The quality of self-published, or indie, books is getting better and better. Not just the stories themselves, but the editing, covers and all the other professional aspects of the business. So much so that the best of the bunch are, in every important respect, the equals of their traditionally published cousins. Here I review one of the leading indie fantasy books from the last few years.
I would class this as character driven fantasy, in the sense that you feel that the author started with the characters and allows them to take centre stage. We follow the point of view of at least half a dozen as the story develops and all of them have well defined personalities. Lannick de Veers is a broken ex-soldier with a dark past. Zandrachus Bale is another unlikely hero, living a safe life amongst his books in the Abbey until forced to go out into the world. Karnag is an assassin with no moral code. True to the theme of the series, none of the characters are traditionally heroic, and are often reluctant. This adds some complexity to their characters, but at times can be overdone, especially since the reader has the impression they are going to do the right thing in the end anyway. I enjoyed the range of characters, though it does mean the plot moves slowly at times, since most characters have their own separate storyline. Indeed, the three mentioned above still haven’t crossed paths by the end of the book. This would suggest that the series still has a long way to go.

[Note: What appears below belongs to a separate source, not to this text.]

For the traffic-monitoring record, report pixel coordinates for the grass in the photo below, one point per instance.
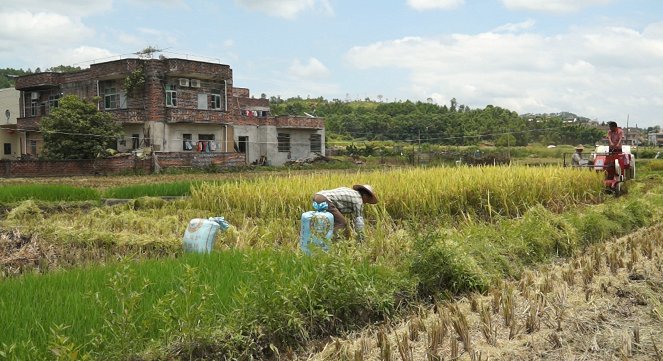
(171, 189)
(12, 193)
(271, 296)
(178, 307)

We are in fairly familiar territory here. The kingdom of Rune is under threat from evil forces from the past. There is a solid historical backdrop to the story, with the Sentinels, demi-god style characters, who have defended Rune in times past, banished by the High King some generations ago. And they need to come back. It is a modern, Abercrombie-esque setting, with humans taking centre stage and no mention of elves, dwarves etc. Some considerable thought has gone into the politics, with a High-King gone mad (we never meet him); a Queen in peril; evil figures at court; and a mention of thanes, who sound like regional noblemen, who may well come into the story. I appreciated this attempt to flesh out and make a believable world. In the end it felt secondary to the main storylines, since the principal characters are political outsiders (unlike Game of Thrones, for example), but there are hints that this angle may be developed in later books. Finally, there is magic in this land, often quite dark and scary. Benem avoids incorporating a new magical system with detailed rules into the story, which I appreciated. On the other hand, I didn’t detect what the limits or costs of magic use are.
The king is mad, war with the kingdom’s neighbour is brewing, and behind it all a dark, hidden sect, who worship an evil God, are pulling the strings. The Sanctum, a group of book reading old men generally held in contempt as ‘spookers’, must begin a search for the long forgotten Sentinels. Some of these Sentinels and/or their followers are revealed in the book, and they are not always what the reader is expecting. As indicated above, this is an ambitious start to a series, with multiple plot lines started, and a story that slowly reveals itself to the reader. There is a lot more to come and it doesn’t surprise me to see that it has taken Benem over two years to come up with the sequel. This is thoughtful, meaty fantasy, and worth waiting for!
I would encourage people to pick up a copy of this book and to look out for The Wrath of Heroes, which, according to the author’s website, is due out soon.